Maybe I'm alone in thinking this, but in mathematics, I sense some low-level animosity against slide talks, and heaven help you if your slides are anything but a Beamer presentation. So imagine the panic when, for our Postdoc Spotlight presentations, we were encouraged to use PowerPoint (*gasp*). It had been years since I had opened the devil's program, and I was honestly a bit scared, but in the end, I've come to the controversial opinion that PowerPoint is actually fantastic. Now, let me clarify. I'm not saying most PowerPoint presentations are fantastic - that certainly isn't the case. But actually, I found that it was extremely well suited to the type of talk I was giving: clear but fast-paced, with wordless slides. (I haven't yet tried out PowerPoint for a research presentation, but maybe one day soon I'll make the jump.)

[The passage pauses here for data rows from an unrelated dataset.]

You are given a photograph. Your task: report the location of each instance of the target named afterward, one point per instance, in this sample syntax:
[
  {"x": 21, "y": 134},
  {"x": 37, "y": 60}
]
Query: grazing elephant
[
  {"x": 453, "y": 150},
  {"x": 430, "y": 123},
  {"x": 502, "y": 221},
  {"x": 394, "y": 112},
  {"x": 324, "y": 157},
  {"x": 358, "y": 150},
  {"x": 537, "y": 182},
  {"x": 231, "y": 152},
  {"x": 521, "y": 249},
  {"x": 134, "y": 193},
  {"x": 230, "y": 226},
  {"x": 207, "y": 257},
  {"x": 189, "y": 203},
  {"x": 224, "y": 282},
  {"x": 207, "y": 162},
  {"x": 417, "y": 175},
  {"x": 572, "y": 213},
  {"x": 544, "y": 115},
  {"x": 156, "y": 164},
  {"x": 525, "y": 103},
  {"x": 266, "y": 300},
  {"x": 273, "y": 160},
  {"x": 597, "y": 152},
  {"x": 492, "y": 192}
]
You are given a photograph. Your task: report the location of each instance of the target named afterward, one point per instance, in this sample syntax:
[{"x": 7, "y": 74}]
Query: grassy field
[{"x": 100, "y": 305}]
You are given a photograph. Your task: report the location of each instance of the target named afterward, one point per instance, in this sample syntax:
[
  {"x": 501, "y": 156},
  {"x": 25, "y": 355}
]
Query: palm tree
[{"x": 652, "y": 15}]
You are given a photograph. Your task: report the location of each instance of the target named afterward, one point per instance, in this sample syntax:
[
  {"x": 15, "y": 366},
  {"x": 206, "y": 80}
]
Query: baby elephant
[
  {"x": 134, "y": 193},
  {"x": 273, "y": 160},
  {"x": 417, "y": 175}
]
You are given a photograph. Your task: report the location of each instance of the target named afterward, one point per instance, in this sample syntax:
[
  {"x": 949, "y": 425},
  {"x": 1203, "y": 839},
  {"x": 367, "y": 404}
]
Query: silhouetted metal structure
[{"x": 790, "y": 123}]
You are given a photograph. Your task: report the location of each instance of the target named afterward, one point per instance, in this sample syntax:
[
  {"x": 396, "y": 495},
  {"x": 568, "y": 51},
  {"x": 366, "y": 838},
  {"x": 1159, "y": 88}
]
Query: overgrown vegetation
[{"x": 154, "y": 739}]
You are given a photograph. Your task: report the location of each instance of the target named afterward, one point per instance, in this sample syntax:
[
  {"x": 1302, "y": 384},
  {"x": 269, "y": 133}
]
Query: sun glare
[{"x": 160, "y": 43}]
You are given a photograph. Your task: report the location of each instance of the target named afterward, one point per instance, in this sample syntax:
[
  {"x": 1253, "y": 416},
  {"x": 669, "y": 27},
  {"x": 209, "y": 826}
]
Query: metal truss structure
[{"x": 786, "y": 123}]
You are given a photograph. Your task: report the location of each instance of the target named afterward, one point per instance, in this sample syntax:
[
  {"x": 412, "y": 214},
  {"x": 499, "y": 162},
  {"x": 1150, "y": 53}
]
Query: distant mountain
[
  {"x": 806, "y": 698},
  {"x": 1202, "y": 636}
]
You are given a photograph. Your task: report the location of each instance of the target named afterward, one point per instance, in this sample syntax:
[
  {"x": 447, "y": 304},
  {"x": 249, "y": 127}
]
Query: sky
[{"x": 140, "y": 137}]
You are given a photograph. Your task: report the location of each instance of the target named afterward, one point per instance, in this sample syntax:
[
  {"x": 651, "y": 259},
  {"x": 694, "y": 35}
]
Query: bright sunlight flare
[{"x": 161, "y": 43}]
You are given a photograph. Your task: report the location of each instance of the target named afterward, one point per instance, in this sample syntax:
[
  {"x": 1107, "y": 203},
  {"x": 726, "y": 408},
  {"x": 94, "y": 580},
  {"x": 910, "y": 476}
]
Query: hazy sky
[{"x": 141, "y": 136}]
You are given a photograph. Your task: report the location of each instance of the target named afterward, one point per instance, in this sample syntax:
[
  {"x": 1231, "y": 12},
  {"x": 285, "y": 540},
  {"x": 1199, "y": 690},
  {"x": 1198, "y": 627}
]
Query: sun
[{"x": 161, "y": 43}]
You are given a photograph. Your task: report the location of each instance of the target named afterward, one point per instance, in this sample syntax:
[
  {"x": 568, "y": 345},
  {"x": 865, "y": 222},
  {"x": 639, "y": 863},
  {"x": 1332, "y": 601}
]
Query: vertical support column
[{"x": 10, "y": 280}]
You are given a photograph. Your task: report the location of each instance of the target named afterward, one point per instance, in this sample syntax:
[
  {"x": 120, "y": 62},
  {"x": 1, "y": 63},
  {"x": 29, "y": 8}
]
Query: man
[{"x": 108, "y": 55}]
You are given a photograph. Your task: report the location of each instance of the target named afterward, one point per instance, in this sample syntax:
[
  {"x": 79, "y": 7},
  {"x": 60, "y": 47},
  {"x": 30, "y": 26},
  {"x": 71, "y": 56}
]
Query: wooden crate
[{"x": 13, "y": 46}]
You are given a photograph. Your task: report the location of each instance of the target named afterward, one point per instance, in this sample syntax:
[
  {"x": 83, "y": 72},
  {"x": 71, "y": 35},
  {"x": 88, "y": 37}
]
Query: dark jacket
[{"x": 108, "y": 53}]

PowerPoint aside, there were two things which were important to me in preparing my talk. The first was that it legitimately had to be about my own research, as opposed to being purely expository. The second was that I had to present it with a certain level of integrity. Of course I would have to sweep some details under the rug, but I really didn't want to misconstrue what I was doing. I realized pretty quickly that the story I wanted to tell had two major threads, and I struggled to figure out how to tie them together. Throughout the process, I felt like I could produce an amazing 15-minute presentation with both of these threads properly treated, but that the 5-minute version always felt like a two-headed monster. The word "impossible" was thrown around at some point when I mentioned to a colleague what I was attempting to do, and for a while, I really believed it was an impossible task. As I cut out slides, the story didn't feel as coherent. As I rearranged the slides, it seemed like there was no solution. In a really early draft, I even had a bunch of slides which were overtly philosophical, attempting to answer the dreaded question of why pure mathematics is useful at all. It legitimately wasn't until the final version that I felt like I had produced a cohesive and compact story which fit in the time constraints.

There were a number of things I learned from the process, and a lot of them can be phrased pretty generically (for example, distilling a message for a lay audience is actually helpful in understanding the big picture of one's own research). But I want to share a somewhat surprising one, which is that artistic direction is very important to me. I spent a lot of time designing my slides, and in the end, it's one of the aspects of my presentation that I'm most proud of. As a consequence, I've found myself really caring about artistry in my academic life, including not just the design of mathematical figures in lecture notes and research articles, but also the design of my website and this blog.

With all that out of the way, here is my presentation:


If you want to see the slides (not all of them appear in the video), click here.

For me, I feel this is the beginning of a journey. A journey about science communication which I'd like to complement my academic life. This blog is intended in many ways to be a realization of this journey.